Sekiz kez dünya sörf şampiyonluğunu kazanan Suriye asıllı sörfçü Kelly Slater ve Doc’un dünya şampiyonu ünvanına sahip büyük oğlu David ve daha bir çok ünlü sörfçü geçtiğimiz yaz Dorian “Doc” Paskowitz ile birlikte İsrail’deydi. Sayıları yirmi bini bulan İsrailli sörfçülerin katılımıyla düzenlenen organizasyon büyük ses getirdi. Dünya kamuoyunun Doc’u ve “Barış için Sörf” vakfını tanıması ise Gazze’ye yaptığı ziyaret ile gerçekleşti.

86 yaşındaki Dorian “Doc” Paskowitz Filistinli sörfçü gençlerin sörf tahtasına ihtiyacı olduğunu gördü. Sörf tahtaları olursa hayallerini gerçekleştirebileceklerini düşündü. Huzurlu evinden kalkıp karmaşanın ve gerginliğin tam ortasına geldi. İsrail’den Gazze’ye geçerken üzerindeki sadece bir sörfçü şortu ve sörf tahtaları vardı. Tantanasız bir buluşma ile sörf tahtaları sahiplerine ulaştırıldı. Fazla birşey konuşulmadı. Filistinli gençler tahtaları aldılar, üstlerini çıkarıp sahile dalgaları yakalamaya koştular. Doc sörf kampına geri döndü.

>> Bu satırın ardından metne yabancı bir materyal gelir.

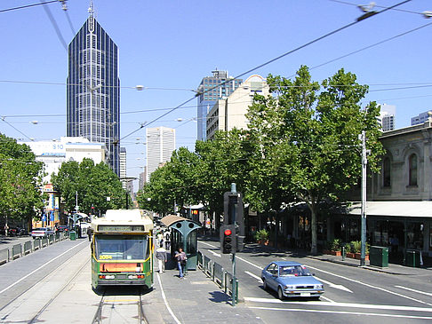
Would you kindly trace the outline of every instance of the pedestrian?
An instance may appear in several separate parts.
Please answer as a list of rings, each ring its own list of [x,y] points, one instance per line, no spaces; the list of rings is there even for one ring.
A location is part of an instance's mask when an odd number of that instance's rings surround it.
[[[165,249],[170,249],[171,248],[171,232],[165,232]]]
[[[174,257],[177,260],[177,267],[179,268],[179,277],[180,279],[183,279],[183,274],[185,273],[186,260],[188,260],[188,257],[186,257],[186,253],[183,251],[183,249],[179,248],[179,250],[175,253]]]
[[[93,230],[92,229],[92,227],[87,227],[87,236],[89,237],[89,241],[92,241],[92,235],[93,233]]]
[[[160,247],[161,244],[164,242],[164,234],[162,233],[162,232],[157,233],[156,240],[157,240],[157,246]]]
[[[156,249],[156,259],[159,265],[159,273],[165,272],[165,263],[168,261],[166,257],[166,249],[164,249],[164,244],[161,243],[158,249]]]

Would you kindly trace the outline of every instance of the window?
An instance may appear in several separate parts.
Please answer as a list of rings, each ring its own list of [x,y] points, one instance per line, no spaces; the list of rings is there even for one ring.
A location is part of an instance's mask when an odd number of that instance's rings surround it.
[[[417,186],[417,155],[411,154],[409,157],[409,185]]]
[[[391,186],[390,158],[386,157],[382,165],[382,186]]]

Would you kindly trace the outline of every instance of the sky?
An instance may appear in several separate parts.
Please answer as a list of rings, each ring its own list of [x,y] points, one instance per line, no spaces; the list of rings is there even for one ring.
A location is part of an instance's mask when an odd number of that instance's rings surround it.
[[[26,141],[66,136],[67,46],[90,4],[9,10],[41,1],[48,0],[0,1],[0,132]],[[404,0],[374,2],[373,10],[383,12],[317,40],[356,21],[364,13],[357,4],[368,1],[93,0],[97,20],[119,49],[127,176],[138,178],[146,163],[140,125],[189,99],[148,127],[174,128],[177,147],[194,150],[194,90],[215,68],[244,80],[253,74],[292,78],[306,65],[318,82],[344,68],[369,85],[363,106],[395,106],[396,128],[409,126],[411,117],[432,108],[432,19],[421,14],[432,3],[386,10]]]

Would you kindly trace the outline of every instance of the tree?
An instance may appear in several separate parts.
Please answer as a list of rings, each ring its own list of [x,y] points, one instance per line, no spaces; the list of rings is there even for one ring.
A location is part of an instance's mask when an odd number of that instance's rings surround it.
[[[44,206],[42,176],[30,147],[0,134],[0,213],[17,221],[36,216]]]
[[[75,210],[76,195],[79,209],[87,214],[125,207],[126,192],[104,162],[95,165],[86,158],[81,163],[63,162],[57,175],[52,176],[52,183],[63,198],[65,210],[69,212]]]
[[[251,138],[259,157],[252,162],[248,195],[265,199],[268,191],[282,190],[282,196],[304,202],[311,212],[311,252],[316,252],[316,217],[319,202],[338,200],[355,186],[361,175],[358,135],[366,131],[369,165],[378,170],[382,146],[375,102],[364,109],[361,100],[368,87],[360,85],[354,74],[338,71],[318,83],[311,80],[308,68],[300,67],[293,81],[268,75],[268,97],[258,97],[248,118]],[[265,190],[262,175],[270,176]],[[278,179],[276,178],[279,178]],[[263,189],[264,188],[264,189]],[[268,204],[273,205],[274,204]],[[264,207],[264,206],[261,206]]]

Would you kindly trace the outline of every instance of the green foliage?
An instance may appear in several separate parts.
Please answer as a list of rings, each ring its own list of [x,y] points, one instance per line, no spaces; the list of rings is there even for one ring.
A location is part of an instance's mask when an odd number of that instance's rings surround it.
[[[341,241],[340,239],[334,239],[333,241],[329,241],[327,242],[327,249],[331,251],[340,251],[341,249]]]
[[[368,87],[343,69],[321,85],[311,80],[307,67],[293,80],[271,75],[267,80],[272,95],[257,98],[248,113],[251,138],[260,154],[252,162],[247,197],[255,198],[250,202],[259,210],[276,208],[281,197],[306,202],[312,215],[312,251],[316,252],[318,202],[338,201],[356,184],[361,175],[358,134],[364,130],[372,151],[369,166],[378,167],[383,152],[378,141],[379,109],[374,102],[362,108]],[[267,205],[255,206],[257,201]]]
[[[52,176],[52,183],[69,212],[75,210],[76,194],[79,210],[87,214],[126,207],[126,192],[118,177],[104,162],[95,165],[91,159],[84,159],[81,163],[64,162],[57,175]],[[132,202],[130,198],[128,201]]]
[[[258,231],[257,233],[255,233],[255,240],[257,241],[265,241],[268,240],[268,232],[266,231],[265,229]]]
[[[0,215],[29,219],[43,209],[43,163],[27,145],[0,134]]]

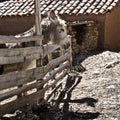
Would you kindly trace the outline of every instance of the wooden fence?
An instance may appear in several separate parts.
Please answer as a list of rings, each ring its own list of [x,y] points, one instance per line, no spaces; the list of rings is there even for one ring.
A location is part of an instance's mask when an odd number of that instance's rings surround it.
[[[0,44],[22,43],[41,39],[42,36],[28,38],[0,36]],[[53,53],[58,48],[59,46],[55,45],[1,48],[0,66],[5,67],[8,64],[14,65],[32,60],[37,61]],[[39,99],[44,97],[49,88],[54,87],[58,81],[66,76],[69,67],[70,49],[68,48],[64,55],[50,60],[44,66],[0,75],[0,116],[15,112],[18,109],[21,110],[25,105],[36,104]],[[53,80],[52,83],[50,83],[51,80]]]

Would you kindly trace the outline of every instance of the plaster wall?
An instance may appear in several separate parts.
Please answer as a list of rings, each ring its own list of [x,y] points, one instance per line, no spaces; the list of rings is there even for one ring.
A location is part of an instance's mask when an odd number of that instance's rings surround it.
[[[104,48],[120,50],[120,4],[106,15]]]
[[[0,35],[23,33],[34,25],[34,16],[12,16],[0,18]]]

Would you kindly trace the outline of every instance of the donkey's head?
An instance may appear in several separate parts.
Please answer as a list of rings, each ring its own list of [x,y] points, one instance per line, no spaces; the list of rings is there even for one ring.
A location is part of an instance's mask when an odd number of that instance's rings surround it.
[[[43,19],[43,35],[44,40],[52,42],[52,44],[63,44],[67,37],[65,21],[60,19],[54,11],[48,13],[47,18]],[[45,27],[46,26],[46,27]]]

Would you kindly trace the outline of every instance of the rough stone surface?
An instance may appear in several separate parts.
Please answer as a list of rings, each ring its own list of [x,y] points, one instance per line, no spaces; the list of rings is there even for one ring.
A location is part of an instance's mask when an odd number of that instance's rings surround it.
[[[120,53],[94,51],[77,59],[86,71],[66,82],[59,108],[36,107],[9,120],[120,120]]]

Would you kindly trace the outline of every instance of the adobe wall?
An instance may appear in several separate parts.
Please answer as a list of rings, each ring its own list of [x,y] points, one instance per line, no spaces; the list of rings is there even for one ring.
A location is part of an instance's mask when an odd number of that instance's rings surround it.
[[[106,15],[104,48],[120,50],[120,4]]]
[[[66,21],[73,22],[73,21],[95,21],[96,28],[98,31],[97,36],[97,48],[104,49],[104,33],[105,33],[105,15],[94,15],[94,14],[87,14],[87,15],[61,15],[61,18],[65,19]],[[91,26],[92,27],[92,26]],[[90,28],[92,29],[92,28]],[[88,33],[91,34],[91,33]],[[94,33],[93,33],[94,34]],[[92,36],[91,36],[92,38]]]
[[[0,35],[15,35],[27,31],[34,25],[34,16],[12,16],[0,18]]]
[[[73,55],[81,52],[87,52],[97,49],[98,45],[98,28],[97,24],[85,24],[73,26],[72,49]],[[78,29],[78,30],[76,30]]]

Doc’un barış için attığı adım, uzlaşmazlıklar bölgesinde bir sinek vızıltısı gibi kalmış olabilir. Atılan bu adımın barışa bir katkısının olacağını düşünenleri naiflikle suçlamak kolay. Ama Dorian “Doc” Paskowitz’ın mütevazi hayatının görkeminden ders almamak yapacağımız en aptalca iş olur.